Tools for users. We develop documentation and tools for our users and the developers that build applications on top of our models to empower them to use AI safely. Prior to releasing new frontier systems, we publish a report describing the model or system capabilities, limitations, and domains of appropriate and inappropriate use (for instance, the system cards for GPT-4(opens in a new window) and GPT-4V). We make a free Moderations API(opens in a new window) available so users can enforce their own usage policies. And we publish research(opens in a new window) on our safety systems.

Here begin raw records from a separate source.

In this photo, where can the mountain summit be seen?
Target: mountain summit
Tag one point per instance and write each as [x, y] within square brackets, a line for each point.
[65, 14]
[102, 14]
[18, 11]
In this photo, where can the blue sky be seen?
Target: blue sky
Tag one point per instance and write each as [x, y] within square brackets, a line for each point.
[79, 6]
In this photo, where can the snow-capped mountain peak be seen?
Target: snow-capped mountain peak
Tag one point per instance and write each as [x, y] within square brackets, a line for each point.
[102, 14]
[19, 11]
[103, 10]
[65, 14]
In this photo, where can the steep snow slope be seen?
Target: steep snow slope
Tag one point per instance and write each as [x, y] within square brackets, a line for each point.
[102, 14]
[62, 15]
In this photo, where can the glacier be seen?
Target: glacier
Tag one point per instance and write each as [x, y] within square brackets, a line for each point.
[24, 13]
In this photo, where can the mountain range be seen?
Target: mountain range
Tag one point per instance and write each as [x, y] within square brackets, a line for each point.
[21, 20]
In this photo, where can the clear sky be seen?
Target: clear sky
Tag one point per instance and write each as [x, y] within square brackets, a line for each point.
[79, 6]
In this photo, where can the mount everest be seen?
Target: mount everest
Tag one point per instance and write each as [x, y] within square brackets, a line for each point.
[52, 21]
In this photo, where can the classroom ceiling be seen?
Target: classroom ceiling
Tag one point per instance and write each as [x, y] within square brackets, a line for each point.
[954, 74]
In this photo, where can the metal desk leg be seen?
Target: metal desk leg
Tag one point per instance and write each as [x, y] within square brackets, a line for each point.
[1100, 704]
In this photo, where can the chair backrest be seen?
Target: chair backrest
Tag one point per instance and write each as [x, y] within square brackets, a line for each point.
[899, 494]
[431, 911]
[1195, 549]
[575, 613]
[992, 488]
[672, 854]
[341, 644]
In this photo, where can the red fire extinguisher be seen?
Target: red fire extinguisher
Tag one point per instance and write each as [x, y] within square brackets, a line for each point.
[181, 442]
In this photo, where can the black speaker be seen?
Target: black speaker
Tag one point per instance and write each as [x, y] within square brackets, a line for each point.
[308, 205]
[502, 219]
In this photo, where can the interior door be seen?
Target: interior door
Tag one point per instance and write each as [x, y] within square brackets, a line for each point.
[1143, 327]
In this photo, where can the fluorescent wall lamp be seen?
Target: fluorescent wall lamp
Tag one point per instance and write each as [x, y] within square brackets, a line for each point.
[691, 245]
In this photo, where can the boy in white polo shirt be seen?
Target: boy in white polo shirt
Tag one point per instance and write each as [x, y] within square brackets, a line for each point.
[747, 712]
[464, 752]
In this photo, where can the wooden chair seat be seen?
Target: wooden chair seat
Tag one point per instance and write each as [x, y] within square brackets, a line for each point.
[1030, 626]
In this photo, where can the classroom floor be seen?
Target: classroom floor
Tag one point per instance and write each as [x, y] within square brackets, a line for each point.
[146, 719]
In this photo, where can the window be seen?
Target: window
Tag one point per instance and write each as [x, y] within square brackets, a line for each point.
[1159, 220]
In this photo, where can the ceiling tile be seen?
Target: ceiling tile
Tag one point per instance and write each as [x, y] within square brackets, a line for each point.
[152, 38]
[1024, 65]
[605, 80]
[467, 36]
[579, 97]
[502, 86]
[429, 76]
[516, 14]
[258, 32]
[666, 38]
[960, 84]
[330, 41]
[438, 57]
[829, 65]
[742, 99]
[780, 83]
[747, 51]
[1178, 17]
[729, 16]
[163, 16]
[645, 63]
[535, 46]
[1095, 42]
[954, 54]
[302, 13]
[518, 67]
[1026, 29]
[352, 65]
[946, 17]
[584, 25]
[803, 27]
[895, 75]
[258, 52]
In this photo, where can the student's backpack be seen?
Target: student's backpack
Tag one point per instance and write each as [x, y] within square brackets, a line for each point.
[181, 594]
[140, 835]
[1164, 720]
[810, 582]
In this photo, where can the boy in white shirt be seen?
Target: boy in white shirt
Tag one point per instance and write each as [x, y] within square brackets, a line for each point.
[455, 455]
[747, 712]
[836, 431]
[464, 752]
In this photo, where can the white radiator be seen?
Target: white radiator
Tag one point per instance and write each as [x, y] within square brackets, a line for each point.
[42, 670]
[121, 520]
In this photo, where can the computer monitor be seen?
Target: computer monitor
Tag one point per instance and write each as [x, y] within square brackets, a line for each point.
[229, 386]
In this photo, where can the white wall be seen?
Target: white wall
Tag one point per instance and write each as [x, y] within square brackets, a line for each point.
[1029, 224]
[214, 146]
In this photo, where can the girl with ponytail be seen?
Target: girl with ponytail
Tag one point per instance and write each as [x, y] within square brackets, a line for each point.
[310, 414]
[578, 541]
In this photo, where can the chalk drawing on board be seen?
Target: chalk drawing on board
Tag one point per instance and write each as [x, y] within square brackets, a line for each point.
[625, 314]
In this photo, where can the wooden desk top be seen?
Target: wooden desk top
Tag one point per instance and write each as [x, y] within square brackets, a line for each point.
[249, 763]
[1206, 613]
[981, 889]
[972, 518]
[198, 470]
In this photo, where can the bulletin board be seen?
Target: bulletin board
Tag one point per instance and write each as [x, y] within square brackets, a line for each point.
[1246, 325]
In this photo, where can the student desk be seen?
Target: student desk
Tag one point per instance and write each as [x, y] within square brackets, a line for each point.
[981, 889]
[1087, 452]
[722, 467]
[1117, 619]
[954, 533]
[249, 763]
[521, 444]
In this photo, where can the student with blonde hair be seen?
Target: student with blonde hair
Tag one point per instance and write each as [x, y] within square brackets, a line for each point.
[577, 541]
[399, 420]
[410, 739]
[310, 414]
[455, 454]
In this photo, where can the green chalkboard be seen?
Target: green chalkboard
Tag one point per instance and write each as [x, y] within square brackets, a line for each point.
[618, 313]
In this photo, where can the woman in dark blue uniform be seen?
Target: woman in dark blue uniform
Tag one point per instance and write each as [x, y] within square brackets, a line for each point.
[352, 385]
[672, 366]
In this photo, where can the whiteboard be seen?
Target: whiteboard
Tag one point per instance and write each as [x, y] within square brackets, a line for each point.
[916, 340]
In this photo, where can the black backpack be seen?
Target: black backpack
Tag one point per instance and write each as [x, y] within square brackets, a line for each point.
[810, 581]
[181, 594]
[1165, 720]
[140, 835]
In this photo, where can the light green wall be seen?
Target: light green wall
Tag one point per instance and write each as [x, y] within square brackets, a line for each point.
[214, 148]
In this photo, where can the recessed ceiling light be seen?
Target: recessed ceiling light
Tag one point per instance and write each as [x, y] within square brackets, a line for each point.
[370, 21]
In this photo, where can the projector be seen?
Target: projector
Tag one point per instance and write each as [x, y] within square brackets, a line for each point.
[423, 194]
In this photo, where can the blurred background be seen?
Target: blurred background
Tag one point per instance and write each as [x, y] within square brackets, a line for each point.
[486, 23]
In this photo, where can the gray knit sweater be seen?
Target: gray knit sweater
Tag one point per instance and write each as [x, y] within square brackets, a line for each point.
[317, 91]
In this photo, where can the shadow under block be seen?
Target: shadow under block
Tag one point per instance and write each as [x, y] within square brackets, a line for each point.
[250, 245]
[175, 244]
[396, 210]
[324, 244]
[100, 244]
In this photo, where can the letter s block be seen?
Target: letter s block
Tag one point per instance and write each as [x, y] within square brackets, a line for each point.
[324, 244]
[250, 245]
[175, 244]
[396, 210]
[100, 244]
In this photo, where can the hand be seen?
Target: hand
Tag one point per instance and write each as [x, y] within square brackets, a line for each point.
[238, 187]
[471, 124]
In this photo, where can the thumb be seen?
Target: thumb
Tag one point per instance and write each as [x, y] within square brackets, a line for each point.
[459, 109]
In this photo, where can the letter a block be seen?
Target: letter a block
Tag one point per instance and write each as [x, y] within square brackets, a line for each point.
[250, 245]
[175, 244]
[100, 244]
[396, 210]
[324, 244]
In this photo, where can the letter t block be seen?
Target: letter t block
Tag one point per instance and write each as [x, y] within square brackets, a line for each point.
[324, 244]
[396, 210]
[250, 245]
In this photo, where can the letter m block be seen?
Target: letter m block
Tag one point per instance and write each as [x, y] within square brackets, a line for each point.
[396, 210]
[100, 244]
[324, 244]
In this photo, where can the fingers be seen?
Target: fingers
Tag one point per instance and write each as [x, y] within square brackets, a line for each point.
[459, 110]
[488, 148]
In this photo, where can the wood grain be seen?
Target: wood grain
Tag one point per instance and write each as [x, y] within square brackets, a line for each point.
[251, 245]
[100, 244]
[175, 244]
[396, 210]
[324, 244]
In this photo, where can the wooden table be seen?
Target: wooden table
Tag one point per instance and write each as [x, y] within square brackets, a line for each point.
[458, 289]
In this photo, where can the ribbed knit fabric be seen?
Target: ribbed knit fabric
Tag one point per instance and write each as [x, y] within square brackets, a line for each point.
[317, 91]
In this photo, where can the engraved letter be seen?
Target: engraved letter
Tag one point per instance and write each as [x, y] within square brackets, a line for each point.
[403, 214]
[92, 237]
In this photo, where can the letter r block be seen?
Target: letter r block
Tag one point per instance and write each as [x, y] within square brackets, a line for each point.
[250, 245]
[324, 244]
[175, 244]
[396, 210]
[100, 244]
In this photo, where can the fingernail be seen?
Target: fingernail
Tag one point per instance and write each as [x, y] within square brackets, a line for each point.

Learning from feedback. We believe that learning from and responding to feedback is a critical component of building safe AI systems over time and delivering on our mission. We continuously improve our model outputs, moderation systems, and usage policies based on user input and feedback. We also engage in continuous stakeholder conversations about the most beneficial adoption of and adaptation to AI technology.
Key terms
Artificial intelligence (AI)
Artificial intelligence is a branch of computer science whose goal is to create computing systems that can behave in a way typically associated with human intelligence. Examples include software that can play games like chess, cars that can drive themselves, and chatbots that can simulate humanlike conversation.
Machine learning (ML)
Machine learning is an approach to artificial intelligence where computer systems can learn to accomplish tasks based on information or experimentation, rather than being programmed step by step. For example, a machine learning system could learn to draw a picture of a cat by viewing different pictures of cats and learning characteristics of those pictures, instead of being given line by line instructions on what cats look like. Or, a system could learn to play a video game by experimenting and being rewarded for successful attempts, rather than being provided the game rules and instructions on how to complete the game.
Models
Models are computer programs that are developed using artificial intelligence and machine learning techniques. The most common models are programs that analyze data in order to make future predictions based on that data. For example, a model might be developed to analyze historical purchases made by shoppers in order to recommend purchases to a future shopper.
Foundation models
Foundation models are AI models that are developed using large amounts of computational power to learn from a large amount of data, in order to perform a broad range of tasks related to that data. For example, a language model that is developed using a large amount of text can then be used to analyze, write, and answer questions about text.
The fields of artificial intelligence and machine learning are advancing rapidly, so these definitions will continue to evolve over time.